Do you sell books? A native ad on the New Yorker, Granta, or another literary magazine can propel your sales. Those websites have a large audience of book readers. Reaching out to them, when they are in a mood for reading, will make them more susceptible to persuasion.
Let’s take another case, and assume that you are a plumber in St. Petersburg. Now, if the St. Petersburg Sentinel, or another local news website, publishes an article on plumbing, you can ask Foxxr to write one related article for you and place it natively on the local website.
Pay to Play
Writing useful and engaging blogs is not enough. In a world where two million blog posts are published every day, you need to put in an effort to reach out to your audiences. Going native is one of the fastest and most powerful ways to announce your content. You pay for a guaranteed audience.
Native Advertising Works
These numbers from AdWeek will convince you:
- While the CTR on display ads is a paltry 0.19 percent, native advertising can propel it to a whopping 8 percent
- 57 percent of millennials are willing to check out sponsored online content, as long as it’s interesting
- Viewers spend as much time scanning native ads, as editorial content. Compare 1.2 seconds for editorial content against one second for native ads
- Native advertising can increase brand recognition up to 82 percent
Your Competitors are Going Native
With 90 percent of publishers offering opportunities for native ads, native advertising in the United States is projected to grow from $4.7 billion in 2013 to $21 billion by 2018. That’s huge. Your competitors are investing in native advertising. You cannot afford to be left behind.

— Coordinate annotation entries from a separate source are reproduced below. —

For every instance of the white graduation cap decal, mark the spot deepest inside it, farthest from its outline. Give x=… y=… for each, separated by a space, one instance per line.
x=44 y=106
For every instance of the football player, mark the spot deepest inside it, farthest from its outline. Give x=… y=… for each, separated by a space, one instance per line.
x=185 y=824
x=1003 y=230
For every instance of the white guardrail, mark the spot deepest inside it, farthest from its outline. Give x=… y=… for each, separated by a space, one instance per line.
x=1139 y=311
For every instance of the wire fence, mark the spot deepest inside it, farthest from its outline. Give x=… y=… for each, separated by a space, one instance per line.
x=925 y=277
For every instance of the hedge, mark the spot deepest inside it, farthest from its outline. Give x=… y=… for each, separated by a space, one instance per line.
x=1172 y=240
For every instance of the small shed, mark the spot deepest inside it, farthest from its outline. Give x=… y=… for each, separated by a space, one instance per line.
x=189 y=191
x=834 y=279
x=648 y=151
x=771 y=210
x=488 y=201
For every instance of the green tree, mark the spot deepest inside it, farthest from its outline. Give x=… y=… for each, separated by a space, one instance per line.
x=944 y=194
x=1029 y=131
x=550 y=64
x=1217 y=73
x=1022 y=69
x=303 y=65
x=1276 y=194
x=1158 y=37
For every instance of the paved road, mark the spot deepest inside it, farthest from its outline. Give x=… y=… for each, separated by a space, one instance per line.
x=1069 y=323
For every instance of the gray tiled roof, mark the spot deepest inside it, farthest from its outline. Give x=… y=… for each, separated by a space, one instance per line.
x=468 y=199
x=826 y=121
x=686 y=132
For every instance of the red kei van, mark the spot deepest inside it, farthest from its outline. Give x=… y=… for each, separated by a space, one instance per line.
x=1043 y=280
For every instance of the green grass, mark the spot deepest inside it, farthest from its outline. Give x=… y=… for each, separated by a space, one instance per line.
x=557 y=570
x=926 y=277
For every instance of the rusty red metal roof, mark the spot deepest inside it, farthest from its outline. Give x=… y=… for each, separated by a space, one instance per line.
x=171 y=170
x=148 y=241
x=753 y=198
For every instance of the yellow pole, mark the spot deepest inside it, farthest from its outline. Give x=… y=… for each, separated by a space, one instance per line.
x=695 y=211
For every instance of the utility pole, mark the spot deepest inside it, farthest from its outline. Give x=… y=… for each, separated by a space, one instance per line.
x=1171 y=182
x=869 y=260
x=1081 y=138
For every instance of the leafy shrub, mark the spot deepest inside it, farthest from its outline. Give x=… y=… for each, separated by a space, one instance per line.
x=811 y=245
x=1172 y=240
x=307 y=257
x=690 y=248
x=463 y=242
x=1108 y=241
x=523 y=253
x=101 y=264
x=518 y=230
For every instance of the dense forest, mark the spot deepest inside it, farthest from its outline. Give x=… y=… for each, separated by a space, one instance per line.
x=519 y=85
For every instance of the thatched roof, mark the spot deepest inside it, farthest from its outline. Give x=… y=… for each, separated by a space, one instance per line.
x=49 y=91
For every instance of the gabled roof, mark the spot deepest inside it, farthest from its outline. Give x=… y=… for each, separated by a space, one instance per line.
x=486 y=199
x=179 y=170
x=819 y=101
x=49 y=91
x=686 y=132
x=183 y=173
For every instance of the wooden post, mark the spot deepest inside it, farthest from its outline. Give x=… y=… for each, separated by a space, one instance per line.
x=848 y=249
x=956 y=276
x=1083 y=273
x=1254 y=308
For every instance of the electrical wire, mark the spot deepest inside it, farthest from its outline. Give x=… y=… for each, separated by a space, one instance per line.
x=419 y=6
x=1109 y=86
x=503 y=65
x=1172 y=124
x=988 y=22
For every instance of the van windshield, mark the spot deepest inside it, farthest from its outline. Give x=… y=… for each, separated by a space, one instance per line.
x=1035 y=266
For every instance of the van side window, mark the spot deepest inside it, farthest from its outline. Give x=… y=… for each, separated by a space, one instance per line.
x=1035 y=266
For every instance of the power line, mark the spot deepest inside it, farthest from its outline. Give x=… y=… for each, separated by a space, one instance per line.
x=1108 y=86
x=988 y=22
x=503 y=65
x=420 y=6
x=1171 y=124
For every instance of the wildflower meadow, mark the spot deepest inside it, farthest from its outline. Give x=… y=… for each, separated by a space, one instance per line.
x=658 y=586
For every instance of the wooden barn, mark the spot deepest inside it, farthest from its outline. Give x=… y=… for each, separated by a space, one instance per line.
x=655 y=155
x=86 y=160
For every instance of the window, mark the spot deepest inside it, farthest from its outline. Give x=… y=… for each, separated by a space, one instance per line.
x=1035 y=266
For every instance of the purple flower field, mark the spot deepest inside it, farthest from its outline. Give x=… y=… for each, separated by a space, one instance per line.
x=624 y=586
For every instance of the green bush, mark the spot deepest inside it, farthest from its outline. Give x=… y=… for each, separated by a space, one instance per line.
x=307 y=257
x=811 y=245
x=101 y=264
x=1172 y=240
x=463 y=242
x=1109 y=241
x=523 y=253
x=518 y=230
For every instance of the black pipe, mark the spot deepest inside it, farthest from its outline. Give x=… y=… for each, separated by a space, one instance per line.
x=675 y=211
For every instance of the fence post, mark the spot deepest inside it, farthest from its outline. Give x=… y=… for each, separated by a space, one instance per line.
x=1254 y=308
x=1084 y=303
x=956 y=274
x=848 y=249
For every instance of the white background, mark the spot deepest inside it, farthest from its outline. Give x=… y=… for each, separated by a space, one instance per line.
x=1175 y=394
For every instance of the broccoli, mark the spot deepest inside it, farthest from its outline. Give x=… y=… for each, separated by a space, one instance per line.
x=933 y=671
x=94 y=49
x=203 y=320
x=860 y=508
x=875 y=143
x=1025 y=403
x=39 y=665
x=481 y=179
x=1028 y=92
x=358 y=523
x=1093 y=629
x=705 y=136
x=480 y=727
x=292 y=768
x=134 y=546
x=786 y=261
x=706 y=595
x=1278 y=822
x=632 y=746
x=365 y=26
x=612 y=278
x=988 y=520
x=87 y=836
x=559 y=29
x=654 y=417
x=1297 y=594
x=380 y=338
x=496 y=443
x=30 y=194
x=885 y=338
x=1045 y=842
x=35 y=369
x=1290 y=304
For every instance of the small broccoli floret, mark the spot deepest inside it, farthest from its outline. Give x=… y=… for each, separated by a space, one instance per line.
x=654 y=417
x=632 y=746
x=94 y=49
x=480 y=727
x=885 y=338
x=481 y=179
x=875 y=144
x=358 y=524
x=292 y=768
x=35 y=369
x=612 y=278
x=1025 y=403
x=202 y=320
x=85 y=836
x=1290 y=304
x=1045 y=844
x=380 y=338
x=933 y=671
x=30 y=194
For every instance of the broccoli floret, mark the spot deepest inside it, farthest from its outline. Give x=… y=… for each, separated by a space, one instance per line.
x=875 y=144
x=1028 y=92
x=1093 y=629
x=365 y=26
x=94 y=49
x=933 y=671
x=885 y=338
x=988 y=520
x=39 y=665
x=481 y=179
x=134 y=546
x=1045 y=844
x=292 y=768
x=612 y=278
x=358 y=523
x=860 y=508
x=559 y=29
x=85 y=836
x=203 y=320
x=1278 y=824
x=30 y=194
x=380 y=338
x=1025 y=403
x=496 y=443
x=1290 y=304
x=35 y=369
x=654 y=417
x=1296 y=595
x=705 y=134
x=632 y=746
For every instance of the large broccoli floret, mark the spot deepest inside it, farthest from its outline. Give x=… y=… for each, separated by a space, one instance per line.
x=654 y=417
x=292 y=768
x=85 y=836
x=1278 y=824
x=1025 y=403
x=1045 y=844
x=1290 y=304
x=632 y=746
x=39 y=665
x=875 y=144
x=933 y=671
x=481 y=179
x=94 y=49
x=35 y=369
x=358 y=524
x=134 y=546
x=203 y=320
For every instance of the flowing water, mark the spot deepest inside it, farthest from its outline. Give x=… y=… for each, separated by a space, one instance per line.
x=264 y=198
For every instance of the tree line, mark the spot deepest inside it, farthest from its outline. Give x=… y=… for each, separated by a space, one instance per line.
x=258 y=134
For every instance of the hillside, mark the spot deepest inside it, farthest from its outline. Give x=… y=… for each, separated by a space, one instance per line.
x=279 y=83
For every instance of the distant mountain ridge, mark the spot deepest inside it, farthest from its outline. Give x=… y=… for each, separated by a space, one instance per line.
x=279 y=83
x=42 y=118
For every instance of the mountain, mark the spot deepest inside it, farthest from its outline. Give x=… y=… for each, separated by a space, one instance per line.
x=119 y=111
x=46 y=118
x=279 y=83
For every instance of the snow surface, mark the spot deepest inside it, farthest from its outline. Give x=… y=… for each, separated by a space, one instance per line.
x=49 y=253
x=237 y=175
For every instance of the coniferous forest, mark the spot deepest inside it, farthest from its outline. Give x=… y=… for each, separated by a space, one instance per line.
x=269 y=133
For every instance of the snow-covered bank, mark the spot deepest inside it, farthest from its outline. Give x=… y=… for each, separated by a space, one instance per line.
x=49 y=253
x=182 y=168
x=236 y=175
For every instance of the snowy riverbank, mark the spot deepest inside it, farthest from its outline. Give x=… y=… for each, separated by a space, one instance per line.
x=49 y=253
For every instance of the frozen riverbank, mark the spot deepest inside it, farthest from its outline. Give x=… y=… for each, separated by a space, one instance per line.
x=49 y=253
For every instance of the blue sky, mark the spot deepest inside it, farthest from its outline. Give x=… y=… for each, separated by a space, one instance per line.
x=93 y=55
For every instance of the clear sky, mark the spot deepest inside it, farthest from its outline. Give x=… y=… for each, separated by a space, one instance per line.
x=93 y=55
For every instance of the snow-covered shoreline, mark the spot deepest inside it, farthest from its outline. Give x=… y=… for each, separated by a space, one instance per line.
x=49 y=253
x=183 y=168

The Internet has evolved in the past 25 years, so have the expectations of your customers. Old forms of digital advertising are not as effective as they were a few years ago. To engage consumers in 2017 and beyond, businesses need to adapt. Native advertising is one of the most profitable tools you can include in your digital marketing strategy. It doesn’t annoy consumers, millennials are more willing to engage with it, and it builds brand like few other digital marketing methods can.